HTTP

New Column on Webmachine

March 15th, 2010  |  Published in column, erlang, functional programming, HTTP, REST, web  |  Bookmark on Pinboard.in

“The Functional Web” column is finally back, this time with a column about Webmachine co-authored with Justin Sheehy. The column title is Developing RESTful Web Services with Webmachine, and you can follow that link to retrieve the PDF.

Webmachine is a highly innovative web application framework, and it can teach you a great deal about the specifics of HTTP and the details of REST. It’s also written in Erlang, which continues to be my favorite programming language of all time because of its incredible practicality, utility, and elegance.

My column hiatus was due to extreme startup workload, which for better or worse is showing no sign of letting up anytime soon. But it’s nice to get the column back on track for the March/April Internet Computing issue, and one of my goals is to avoid missing any more issues this year. Many thanks to Justin for his contribution to this issue of the column.

Yaws 1.85 Released

October 19th, 2009  |  Published in HTTP, web, yaws  |  Bookmark on Pinboard.in

Today Klacke announced Yaws 1.85, mainly a bugfix release. You can find the list of changes and fixes at that link, but one addition in this release I wanted to point out was our new streamcontent_from_pid feature, which allows your server application code to temporarily take over the client connection socket from Yaws, thus allowing you to feed data directly to the socket without first passing it back through Yaws. Could be just the ticket for long-polling (Comet) applications, for example.

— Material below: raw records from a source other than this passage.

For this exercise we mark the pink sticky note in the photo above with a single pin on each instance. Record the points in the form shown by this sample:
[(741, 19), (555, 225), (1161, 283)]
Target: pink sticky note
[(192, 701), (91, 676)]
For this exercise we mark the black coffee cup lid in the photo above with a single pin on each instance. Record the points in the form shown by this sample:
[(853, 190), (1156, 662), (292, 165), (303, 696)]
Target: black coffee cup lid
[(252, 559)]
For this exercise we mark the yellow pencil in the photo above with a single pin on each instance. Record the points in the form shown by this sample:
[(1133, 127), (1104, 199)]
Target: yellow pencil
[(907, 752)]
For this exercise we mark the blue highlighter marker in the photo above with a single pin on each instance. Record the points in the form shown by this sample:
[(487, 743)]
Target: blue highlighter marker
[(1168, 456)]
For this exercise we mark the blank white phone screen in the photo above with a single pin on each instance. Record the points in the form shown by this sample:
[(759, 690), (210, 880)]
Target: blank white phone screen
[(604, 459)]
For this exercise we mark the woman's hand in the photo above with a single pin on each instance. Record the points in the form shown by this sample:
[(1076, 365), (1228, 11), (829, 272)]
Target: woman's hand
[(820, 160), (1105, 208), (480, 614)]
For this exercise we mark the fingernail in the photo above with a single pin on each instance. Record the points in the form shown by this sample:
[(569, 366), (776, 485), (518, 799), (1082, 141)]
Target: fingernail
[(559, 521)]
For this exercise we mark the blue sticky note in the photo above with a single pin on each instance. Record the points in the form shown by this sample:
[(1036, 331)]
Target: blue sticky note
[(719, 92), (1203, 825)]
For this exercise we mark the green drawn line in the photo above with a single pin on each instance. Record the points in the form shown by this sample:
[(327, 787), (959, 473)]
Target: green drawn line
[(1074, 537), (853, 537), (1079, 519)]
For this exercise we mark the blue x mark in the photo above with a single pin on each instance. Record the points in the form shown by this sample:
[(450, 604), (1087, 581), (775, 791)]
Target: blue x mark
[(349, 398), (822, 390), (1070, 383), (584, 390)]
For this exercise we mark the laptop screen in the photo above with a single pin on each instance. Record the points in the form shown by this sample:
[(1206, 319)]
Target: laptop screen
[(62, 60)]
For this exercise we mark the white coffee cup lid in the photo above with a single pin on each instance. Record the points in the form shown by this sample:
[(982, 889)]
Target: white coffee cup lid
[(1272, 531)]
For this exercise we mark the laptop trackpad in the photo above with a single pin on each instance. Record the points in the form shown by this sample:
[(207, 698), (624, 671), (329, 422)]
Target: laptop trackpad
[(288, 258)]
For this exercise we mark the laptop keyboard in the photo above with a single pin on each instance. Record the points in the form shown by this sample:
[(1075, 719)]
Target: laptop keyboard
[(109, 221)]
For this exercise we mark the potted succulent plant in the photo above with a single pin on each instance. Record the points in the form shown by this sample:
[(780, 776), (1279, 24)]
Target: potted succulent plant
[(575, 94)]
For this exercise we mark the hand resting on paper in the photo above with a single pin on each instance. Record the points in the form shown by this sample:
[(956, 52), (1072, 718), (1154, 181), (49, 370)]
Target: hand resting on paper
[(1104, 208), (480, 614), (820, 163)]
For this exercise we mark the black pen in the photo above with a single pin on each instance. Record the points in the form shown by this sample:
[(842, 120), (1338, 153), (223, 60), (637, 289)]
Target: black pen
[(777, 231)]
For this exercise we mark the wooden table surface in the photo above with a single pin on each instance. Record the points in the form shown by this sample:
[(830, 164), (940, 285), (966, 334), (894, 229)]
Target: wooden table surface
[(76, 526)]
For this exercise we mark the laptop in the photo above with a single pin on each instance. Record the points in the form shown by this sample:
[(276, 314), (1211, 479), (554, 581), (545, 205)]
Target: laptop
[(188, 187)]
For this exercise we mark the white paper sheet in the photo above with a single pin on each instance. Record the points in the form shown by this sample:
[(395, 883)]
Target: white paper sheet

Prior to this release, the closest feature Yaws provided for this sort of operation was the streamcontent capability, which is still very useful in that it allows you to have an Erlang process deliver data back into Yaws, which in turn sends it in HTTP chunked transfer mode back to the client. For large file resources like video files or install tarballs, or for data sources where content arrives at your server in batches from a separate back-end source, or generally for resources whose sizes are not known up front, streamcontent is perfect because it lets you transfer the data back into Yaws in chunks, at your leisure and without having to copy all the data at once. Still, though, the data has to be sent back through Yaws, which converts it to HTTP chunks and writes it to the socket, plus in this case your only choice is chunked transfer.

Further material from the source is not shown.